The world of work is much different today than it was just a year ago. A global pandemic has led to an increased focus on employee health and wellness. Remote work became much more prevalent. Travel ceased—or was drastically reduced to only the most essential trips. The employee experience, as we knew it, needed to be reimagined almost overnight.

Team member and manager needs have evolved, and it’s important that the HR function adapts in order to meet those needs. Here are some ideas to get started:

Encourage employee wellness

Employee wellness is top of mind for many HR teams and managers alike. In addition to preventing COVID-19 transmission, leaders must also pay attention to things like stress management, employee burnout, and anxiety. Train managers on how to identify these things in their team members, and the resources available that could help.

For example, make sure managers are aware of employee wellness benefits, which might include mental health services or a fitness reimbursement. Show managers how to review time off requests in your People Operations Platform, so they can ensure their team members are taking time to recharge. Put together a training on ergonomics so everyone can set up their workspace in the best possible way. Each improvement to employee wellness can help your team members be happier, healthier, and more productive.

Update policies and processes

Company-wide policies and processes can create guardrails for your managers, and help ensure a consistent employee experience across teams. For example, you may want to create or update policies around:

  • Remote work: If some, or all, of your team members will be working remotely, a formal remote work policy should outline your expectations and anything else employees or managers should know. 
  • COVID-19 mitigation: Help team members understand important safety measures if you’re preparing to welcome them back to the physical workplace, and whether you will require vaccination once it’s widely available. 
  • Time off: Share detailed information around sick leave expectations, government-sponsored leave options, and whether you have a paid time off donation policy.

You should also take the time to update people processes that may have changed. For example, how you have adapted employee onboarding to account for social distancing or remote onboarding. This will take the guesswork out for managers, so they can focus on providing a strong employee experience through these unprecedented times.

Provide the right tools and technology

Offering the right tools for your remote—or socially distanced—workforce can help your managers stay in touch with their team members, recognize them for their work, and collaborate on projects. These might include:

Build the HR technology stack that’s right for your organization by first collecting feedback from your managers and team members. Their input can help you adequately address their needs.

Keep a pulse on team members

Collect feedback in a variety of ways, including one-on-one conversations, surveys, or even a suggestion box. Find out what team members need, and take action to address those needs. Relay the information back to managers so they understand how they can better support your teams, and how to take advantage of the programs you put in place.

Also encourage managers to hold regular one-on-ones with their team members to check in with them. Keep the lines of communication open so they can relay important information back to your HR team.

Organize peer mentorship

Managers are in the trenches with their teams, and can learn a lot from one another’s successes and failures. Enable them to support one another through peer mentorship.
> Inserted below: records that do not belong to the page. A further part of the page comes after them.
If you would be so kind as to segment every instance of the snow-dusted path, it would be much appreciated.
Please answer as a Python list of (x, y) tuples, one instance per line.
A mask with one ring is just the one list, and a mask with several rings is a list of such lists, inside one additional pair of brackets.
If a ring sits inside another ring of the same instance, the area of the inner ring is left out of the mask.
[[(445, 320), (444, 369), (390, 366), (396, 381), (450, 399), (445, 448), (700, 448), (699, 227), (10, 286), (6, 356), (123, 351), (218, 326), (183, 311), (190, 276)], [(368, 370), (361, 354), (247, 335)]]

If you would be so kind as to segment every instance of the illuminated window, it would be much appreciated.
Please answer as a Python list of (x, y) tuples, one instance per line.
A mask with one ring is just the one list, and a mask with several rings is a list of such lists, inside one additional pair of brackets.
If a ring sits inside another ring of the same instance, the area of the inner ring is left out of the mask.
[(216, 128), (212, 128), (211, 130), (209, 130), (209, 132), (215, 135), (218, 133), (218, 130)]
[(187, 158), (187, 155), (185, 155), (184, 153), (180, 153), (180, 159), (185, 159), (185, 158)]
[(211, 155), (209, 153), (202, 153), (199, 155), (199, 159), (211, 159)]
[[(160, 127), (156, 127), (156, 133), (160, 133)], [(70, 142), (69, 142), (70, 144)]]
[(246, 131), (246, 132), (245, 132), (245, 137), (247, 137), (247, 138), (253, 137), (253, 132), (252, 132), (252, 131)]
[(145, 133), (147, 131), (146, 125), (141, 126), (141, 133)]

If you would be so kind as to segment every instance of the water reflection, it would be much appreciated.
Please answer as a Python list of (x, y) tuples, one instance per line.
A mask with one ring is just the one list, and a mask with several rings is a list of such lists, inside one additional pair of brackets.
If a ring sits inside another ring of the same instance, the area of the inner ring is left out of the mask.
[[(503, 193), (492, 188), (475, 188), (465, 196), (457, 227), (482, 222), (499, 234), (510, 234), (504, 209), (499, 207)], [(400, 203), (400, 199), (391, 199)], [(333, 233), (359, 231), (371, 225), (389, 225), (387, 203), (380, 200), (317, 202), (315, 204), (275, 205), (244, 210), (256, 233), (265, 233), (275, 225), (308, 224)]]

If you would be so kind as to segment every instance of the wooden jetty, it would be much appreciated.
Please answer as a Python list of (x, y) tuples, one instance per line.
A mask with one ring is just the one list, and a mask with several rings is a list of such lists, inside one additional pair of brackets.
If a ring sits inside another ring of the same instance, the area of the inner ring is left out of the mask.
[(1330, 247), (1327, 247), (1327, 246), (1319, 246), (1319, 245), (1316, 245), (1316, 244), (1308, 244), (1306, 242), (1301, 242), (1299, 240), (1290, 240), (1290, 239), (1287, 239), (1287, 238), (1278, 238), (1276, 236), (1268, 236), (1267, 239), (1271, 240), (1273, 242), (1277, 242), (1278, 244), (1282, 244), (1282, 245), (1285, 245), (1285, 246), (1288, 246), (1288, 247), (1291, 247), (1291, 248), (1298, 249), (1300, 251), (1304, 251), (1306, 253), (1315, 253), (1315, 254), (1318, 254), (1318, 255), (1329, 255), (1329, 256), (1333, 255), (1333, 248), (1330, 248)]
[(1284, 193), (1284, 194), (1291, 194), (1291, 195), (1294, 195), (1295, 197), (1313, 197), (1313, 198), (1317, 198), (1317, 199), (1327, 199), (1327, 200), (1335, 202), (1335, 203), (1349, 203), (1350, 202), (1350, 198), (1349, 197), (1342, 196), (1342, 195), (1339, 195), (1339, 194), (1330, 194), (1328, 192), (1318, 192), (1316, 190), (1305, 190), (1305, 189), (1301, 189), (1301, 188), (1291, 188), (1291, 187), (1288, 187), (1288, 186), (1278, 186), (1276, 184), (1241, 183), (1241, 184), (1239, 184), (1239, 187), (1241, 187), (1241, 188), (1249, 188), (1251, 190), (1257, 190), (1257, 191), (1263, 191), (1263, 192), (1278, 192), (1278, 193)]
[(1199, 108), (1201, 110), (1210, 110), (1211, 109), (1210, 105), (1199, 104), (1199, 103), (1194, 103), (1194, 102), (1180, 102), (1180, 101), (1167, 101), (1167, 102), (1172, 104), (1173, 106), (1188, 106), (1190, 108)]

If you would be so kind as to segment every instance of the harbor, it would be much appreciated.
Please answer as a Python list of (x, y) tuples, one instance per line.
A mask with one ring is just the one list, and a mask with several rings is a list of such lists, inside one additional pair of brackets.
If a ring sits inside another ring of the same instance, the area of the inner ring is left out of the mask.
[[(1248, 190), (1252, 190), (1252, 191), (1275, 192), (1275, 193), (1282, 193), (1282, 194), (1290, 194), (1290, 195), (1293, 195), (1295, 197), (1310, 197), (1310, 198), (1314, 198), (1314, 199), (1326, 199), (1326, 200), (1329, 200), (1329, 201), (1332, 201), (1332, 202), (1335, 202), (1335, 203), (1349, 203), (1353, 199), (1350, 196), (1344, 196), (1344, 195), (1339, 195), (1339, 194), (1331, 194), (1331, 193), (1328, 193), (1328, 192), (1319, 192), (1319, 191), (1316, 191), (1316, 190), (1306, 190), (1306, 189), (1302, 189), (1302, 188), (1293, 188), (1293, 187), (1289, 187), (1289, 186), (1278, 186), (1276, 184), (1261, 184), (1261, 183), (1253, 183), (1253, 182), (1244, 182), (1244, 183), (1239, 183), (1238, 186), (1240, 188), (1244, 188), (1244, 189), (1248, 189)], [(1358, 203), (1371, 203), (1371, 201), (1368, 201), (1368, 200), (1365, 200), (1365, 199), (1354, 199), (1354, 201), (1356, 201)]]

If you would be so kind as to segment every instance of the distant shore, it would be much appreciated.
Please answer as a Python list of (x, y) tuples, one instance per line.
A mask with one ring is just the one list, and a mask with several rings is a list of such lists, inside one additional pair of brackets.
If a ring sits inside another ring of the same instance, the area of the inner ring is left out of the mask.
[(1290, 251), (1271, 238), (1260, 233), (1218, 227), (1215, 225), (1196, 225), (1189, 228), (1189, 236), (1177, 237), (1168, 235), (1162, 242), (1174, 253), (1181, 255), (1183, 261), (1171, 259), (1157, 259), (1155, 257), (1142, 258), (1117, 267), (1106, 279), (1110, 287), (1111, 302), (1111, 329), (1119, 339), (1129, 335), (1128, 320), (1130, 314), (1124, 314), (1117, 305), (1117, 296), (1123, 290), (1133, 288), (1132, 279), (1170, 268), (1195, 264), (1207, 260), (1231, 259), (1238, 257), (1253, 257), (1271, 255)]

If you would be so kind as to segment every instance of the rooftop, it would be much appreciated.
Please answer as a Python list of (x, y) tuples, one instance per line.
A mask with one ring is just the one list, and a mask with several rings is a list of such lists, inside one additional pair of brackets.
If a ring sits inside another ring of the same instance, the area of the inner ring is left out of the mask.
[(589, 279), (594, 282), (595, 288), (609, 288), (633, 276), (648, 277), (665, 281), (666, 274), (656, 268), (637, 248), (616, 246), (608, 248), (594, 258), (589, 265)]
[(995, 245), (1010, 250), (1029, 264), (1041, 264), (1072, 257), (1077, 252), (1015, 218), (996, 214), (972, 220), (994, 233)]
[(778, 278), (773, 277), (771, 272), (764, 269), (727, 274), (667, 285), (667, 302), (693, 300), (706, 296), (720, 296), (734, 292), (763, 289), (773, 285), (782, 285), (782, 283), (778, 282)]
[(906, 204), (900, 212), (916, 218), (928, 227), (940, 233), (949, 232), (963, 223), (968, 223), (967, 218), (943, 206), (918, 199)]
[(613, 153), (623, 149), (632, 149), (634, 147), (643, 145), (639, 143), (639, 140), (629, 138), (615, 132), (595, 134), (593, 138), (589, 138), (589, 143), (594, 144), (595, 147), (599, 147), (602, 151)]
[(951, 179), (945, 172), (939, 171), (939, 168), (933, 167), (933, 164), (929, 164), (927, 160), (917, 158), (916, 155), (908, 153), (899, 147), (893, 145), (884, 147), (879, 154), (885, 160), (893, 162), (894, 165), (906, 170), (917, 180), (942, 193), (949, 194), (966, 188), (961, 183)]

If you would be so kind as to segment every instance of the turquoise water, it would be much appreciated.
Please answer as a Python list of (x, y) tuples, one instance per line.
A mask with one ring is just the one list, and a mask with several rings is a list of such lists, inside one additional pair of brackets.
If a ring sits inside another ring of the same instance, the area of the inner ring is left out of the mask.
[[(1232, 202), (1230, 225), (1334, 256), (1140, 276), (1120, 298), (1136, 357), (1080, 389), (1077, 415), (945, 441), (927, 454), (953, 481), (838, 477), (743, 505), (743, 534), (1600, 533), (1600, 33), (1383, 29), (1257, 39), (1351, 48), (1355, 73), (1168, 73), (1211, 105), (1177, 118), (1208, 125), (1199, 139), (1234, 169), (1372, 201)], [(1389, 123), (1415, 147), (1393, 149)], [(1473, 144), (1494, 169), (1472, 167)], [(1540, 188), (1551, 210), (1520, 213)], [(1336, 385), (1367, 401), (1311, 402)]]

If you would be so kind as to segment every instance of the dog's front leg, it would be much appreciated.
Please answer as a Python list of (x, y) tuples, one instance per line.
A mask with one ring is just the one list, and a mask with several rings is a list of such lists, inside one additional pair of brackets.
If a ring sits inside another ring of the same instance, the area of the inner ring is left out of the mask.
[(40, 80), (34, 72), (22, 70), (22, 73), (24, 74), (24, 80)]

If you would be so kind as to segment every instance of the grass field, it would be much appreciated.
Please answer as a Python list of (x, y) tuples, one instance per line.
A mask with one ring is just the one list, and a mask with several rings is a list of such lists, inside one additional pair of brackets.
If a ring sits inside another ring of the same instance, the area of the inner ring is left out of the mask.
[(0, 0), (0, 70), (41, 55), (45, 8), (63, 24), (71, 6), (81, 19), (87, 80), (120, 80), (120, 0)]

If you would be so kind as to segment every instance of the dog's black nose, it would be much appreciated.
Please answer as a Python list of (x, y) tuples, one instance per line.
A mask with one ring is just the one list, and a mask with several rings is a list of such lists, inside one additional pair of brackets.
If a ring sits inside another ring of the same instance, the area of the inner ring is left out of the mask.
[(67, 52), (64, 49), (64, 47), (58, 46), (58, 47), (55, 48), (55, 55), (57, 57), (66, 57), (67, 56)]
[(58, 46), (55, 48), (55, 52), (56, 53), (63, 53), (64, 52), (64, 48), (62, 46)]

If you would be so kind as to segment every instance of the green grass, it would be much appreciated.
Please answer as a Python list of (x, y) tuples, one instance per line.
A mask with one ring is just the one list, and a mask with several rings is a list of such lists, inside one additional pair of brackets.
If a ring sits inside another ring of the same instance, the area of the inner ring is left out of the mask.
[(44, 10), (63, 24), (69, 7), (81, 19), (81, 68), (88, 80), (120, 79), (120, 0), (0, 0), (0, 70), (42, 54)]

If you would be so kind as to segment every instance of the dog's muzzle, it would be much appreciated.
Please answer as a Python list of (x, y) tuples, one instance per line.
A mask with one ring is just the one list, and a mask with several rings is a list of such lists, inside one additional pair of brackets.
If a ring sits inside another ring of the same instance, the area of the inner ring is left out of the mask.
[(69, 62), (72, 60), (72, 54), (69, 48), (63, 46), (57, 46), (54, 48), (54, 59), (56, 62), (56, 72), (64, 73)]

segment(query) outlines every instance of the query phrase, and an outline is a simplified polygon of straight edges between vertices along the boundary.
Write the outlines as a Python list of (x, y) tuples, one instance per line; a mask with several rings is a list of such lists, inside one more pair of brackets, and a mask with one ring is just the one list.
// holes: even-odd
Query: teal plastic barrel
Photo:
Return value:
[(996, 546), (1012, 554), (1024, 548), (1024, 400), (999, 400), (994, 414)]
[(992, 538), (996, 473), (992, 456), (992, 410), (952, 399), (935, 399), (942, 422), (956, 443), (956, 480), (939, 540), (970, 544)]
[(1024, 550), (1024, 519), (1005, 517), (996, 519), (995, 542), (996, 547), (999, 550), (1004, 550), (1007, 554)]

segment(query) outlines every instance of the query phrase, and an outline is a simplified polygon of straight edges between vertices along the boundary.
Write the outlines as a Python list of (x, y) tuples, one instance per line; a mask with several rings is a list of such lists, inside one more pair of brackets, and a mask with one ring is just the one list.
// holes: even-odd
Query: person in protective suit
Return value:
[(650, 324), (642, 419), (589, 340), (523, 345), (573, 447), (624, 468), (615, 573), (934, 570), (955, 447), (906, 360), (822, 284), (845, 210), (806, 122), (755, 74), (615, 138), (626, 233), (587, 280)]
There are a few ways you might go about this:

  • Random pairings: Randomly pair each manager on your team with another, provide an ice breaker to get them started, and let them take the conversation where they’d like. For example, ask, “What has been your proudest moment as a manager?” or “What has been your biggest challenge as a manager this week?”
  • Targeted pairings: Strategically pair two managers together, so one can help the other overcome a challenge. For example, if one manager has a high turnover rate, pair them with a manager with a high retention rate to see if they can provide ideas and support. 
  • Group mentorship: Similar to targeted pairings, identify a manager who has excelled in a strategic area and ask them to share their experiences with a group of their peers. Your mentors may choose topics like recruiting for diversity, building career paths, or adjusting to remote management.

Peer mentorship can encourage cross-department relationships, and allow managers to seek or offer advice.

Final thoughts on supporting managers

There has been a lot of change over the past year, and your managers need your support more than ever. Help them adapt to these unprecedented times so your team can thrive. This may look a little different in every organization, so let your team members and managers guide you.